Calculate the amount of heat energy required to convert $5 \text{ g}$ of ice at $0^\circ\text{C}$ into water at $20^\circ\text{C}$. Given: $L_{ice} = 336 \text{ J g}^{-1}$ and $c_{water} = 4.2 \text{ J g}^{-1} \text{ K}^{-1}$.

$Q_1 = mL = 5 \times 336 = 1680 \text{ J}$ (Heat to melt ice), $Q_2 = mc\Delta T = 5 \times 4.2 \times (20 - 0) = 420 \text{ J}$ (Heat to raise water temperature). Total $Q = Q_1 + Q_2 = 1680 + 420 = 2100 \text{ J}$.

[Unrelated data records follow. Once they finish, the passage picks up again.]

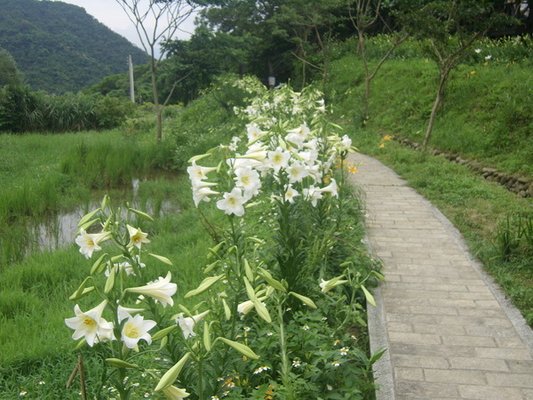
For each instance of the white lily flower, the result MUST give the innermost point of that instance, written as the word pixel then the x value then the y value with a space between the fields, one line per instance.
pixel 90 325
pixel 198 173
pixel 290 194
pixel 248 180
pixel 244 162
pixel 232 203
pixel 253 132
pixel 126 312
pixel 309 157
pixel 126 267
pixel 245 307
pixel 299 135
pixel 332 188
pixel 88 242
pixel 234 143
pixel 202 193
pixel 346 143
pixel 278 159
pixel 187 323
pixel 161 290
pixel 135 329
pixel 174 393
pixel 313 194
pixel 297 172
pixel 137 237
pixel 326 286
pixel 321 106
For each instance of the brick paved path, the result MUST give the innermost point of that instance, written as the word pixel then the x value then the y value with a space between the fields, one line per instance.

The total heat is the sum of the heat required for the phase change (latent heat) and the heat required for the temperature rise (sensible heat).

A copper calorimeter of mass $50 \text{ g}$ contains $100 \text{ g}$ of water at $30^\circ\text{C}$. If $20 \text{ g}$ of iron nails at $100^\circ\text{C}$ are dropped into it, find the final temperature. Assume $c_{copper} = 0.4 \text{ J g}^{-1} \text{ K}^{-1}$, $c_{iron} = 0.47 \text{ J g}^{-1} \text{ K}^{-1}$, and $c_{water} = 4.2 \text{ J g}^{-1} \text{ K}^{-1}$.

Let final temperature be $T$. Heat lost by iron: $Q_{lost} = 20 \times 0.47 \times (100 - T)$. Heat gained by calorimeter and water: $Q_{gain} = (50 \times 0.4 + 100 \times 4.2) \times (T - 30)$. Equating $Q_{lost} = Q_{gain}$: $9.4(100 - T) = (20 + 420)(T - 30) \Rightarrow 940 - 9.4T = 440T - 13200 \Rightarrow 449.4T = 14140 \Rightarrow T \approx 31.46^\circ\text{C}$.

Applying the Principle of Calorimetry, the heat energy lost by the hot iron nails is absorbed by both the copper calorimeter vessel and the water inside it until thermal equilibrium is reached.